Again, making a careful comparison of bubble5.c with bubble4.c can result in improved understanding of what is happening and why.

We move now to bubble6.c where we use the same function bubble() that we used in bubble5.c to sort strings instead of long integers. Of course we have to change the comparison function since the means by which strings are compared is different from that by which long integers are compared. And,in bubble6.c we have deleted the lines within bubble() that were commented out in bubble5.c.

/*--------------------- bubble6.c ---------------------*/
/* Program bubble_6.c from PTRTUT10.HTM   6/13/97 */

#include <stdio.h>
#include <string.h>

#define MAX_BUF 256

char arr2[5][20] = {  "Mickey Mouse",

                      "Donald Duck",

                      "Minnie Mouse",

                      "Goofy",

                      "Ted Jensen" };

void bubble(void *p, int width, int N);
int compare(void *m, void *n);

int main(void)
{
    int i;
    putchar('\n');

    for (i = 0; i < 5; i++)
    {
        printf("%s\n", arr2[i]);
    }
    bubble(arr2, 20, 5);
    putchar('\n\n');

    for (i = 0; i < 5; i++)
    {
        printf("%s\n", arr2[i]);
    }
    return 0;
}

void bubble(void *p, int width, int N)
{
    int i, j, k;
    unsigned char buf[MAX_BUF];
    unsigned char *bp = p;

    for (i = N-1; i >= 0; i--)
    {
        for (j = 1; j <= i; j++)
        {
          k = compare((void *)(bp + width*(j-1)), (void *)(bp + j*width));
          if (k > 0)
            {
             memcpy(buf, bp + width*(j-1), width);
             memcpy(bp + width*(j-1), bp + j*width , width);
             memcpy(bp + j*width, buf, width);
            }
        }
    }
}

int compare(void *m, void *n)
{
    char *m1 = m;
    char *n1 = n;
    return (strcmp(m1,n1));
}

/*------------------- end of bubble6.c ---------------------*/

But, the fact that bubble() was unchanged from that used in bubble5.c indicates that that function is capable of sorting a wide variety of data types. What is left to do is to pass to bubble() the name of the comparison function we want to use so that it can be truly universal. Just as the name of an array is the address of the first element of the array in the data segment, the name of a function decays into the address of that function in the code segment. Thus we need to use a pointer to a function. In this case the comparison function.

Pointers to functions must match the functions pointed to in the number and types of the parameters and the type of the return value. In our case, we declare our function pointer as:

   int (*fptr)(const void *p1, const void *p2);

Note that were we to write:

    int *fptr(const void *p1, const void *p2);

we would have a function prototype for a function which returned a pointer to type int. That is because in C the parenthesis () operator have a higher precedence than the pointer * operator. By putting the parenthesis around the string (*fptr) we indicate that we are declaring a function pointer.

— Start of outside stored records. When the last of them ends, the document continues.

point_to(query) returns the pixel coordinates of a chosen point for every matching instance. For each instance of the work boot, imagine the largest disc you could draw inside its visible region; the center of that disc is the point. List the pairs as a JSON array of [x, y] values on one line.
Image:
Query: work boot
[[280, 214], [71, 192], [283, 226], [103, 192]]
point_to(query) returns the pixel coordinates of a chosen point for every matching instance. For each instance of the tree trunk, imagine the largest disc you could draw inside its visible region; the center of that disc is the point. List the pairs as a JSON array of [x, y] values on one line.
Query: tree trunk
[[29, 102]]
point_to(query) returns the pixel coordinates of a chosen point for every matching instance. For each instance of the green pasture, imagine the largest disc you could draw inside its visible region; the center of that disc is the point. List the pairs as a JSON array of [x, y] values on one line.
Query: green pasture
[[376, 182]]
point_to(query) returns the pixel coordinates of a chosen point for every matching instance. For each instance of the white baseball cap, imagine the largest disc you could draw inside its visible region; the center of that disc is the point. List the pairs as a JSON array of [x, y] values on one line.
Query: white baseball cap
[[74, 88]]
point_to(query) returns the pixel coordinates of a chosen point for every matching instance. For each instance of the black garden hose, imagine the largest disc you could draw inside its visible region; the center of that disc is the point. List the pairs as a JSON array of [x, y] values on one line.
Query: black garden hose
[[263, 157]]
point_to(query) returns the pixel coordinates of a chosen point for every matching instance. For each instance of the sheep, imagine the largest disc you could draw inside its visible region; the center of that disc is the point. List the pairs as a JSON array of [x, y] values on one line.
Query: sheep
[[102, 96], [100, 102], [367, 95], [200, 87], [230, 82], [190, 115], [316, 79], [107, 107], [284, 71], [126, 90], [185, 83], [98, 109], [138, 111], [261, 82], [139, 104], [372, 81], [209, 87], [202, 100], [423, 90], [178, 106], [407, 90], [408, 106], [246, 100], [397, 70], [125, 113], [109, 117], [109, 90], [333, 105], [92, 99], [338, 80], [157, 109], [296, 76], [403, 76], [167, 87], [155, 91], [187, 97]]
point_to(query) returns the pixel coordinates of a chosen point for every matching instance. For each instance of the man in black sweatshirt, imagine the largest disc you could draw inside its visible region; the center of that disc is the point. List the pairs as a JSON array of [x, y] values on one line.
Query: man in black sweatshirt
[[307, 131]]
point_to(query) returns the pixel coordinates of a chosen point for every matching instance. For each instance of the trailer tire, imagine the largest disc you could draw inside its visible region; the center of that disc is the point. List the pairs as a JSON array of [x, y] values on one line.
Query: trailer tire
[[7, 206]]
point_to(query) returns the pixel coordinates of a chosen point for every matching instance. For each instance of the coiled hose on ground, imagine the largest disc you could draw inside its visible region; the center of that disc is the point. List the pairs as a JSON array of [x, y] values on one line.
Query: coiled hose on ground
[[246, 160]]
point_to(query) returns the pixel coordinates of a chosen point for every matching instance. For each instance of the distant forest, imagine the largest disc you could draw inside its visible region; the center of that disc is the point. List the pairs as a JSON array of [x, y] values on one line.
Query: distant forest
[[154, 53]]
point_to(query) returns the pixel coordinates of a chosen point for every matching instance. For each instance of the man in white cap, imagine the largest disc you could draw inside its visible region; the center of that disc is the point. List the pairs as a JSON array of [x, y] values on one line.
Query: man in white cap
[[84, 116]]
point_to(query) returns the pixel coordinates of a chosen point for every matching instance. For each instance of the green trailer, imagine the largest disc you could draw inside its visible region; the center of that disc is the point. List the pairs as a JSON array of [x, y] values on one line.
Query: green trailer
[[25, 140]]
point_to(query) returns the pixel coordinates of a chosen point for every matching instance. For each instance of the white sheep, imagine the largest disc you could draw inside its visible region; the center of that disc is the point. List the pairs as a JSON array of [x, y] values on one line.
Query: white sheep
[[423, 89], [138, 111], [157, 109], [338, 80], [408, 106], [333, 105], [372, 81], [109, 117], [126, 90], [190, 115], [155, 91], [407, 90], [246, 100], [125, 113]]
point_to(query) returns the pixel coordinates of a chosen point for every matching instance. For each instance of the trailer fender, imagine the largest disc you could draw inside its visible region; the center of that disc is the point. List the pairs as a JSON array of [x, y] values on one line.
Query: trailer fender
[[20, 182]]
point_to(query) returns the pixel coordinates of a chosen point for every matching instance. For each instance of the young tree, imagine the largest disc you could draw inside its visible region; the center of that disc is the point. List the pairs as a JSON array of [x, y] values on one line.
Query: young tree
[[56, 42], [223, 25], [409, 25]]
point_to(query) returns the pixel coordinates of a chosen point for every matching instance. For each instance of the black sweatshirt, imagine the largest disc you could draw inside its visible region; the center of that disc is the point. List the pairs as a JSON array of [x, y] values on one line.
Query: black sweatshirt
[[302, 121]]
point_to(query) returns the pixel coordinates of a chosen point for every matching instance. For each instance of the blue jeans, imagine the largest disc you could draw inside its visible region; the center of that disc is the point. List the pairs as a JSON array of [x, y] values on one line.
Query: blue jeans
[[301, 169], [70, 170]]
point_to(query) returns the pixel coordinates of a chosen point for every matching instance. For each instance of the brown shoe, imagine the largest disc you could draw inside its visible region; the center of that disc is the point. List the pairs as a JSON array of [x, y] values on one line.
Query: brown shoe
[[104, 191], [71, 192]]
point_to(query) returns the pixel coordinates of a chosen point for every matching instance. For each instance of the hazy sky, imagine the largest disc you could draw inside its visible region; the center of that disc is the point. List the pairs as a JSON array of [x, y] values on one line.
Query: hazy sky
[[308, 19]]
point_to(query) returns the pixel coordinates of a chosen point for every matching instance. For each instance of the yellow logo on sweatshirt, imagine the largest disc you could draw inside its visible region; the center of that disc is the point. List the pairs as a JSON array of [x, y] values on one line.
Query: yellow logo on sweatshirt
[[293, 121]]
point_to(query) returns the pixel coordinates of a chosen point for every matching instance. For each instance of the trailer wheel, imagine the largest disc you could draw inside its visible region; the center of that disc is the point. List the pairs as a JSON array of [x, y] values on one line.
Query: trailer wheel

We now modify our declaration of bubble() by adding, as its 4th parameter, a function pointer of the proper type. It’s function prototype becomes:

    void bubble(void *p, int width, int N,
                int(*fptr)(const void *, const void *));

When we call the bubble(), we insert the name of the comparison function that we want to use. bubble7.c illustrate how this approach permits the use of the same bubble() function for sorting different types of data.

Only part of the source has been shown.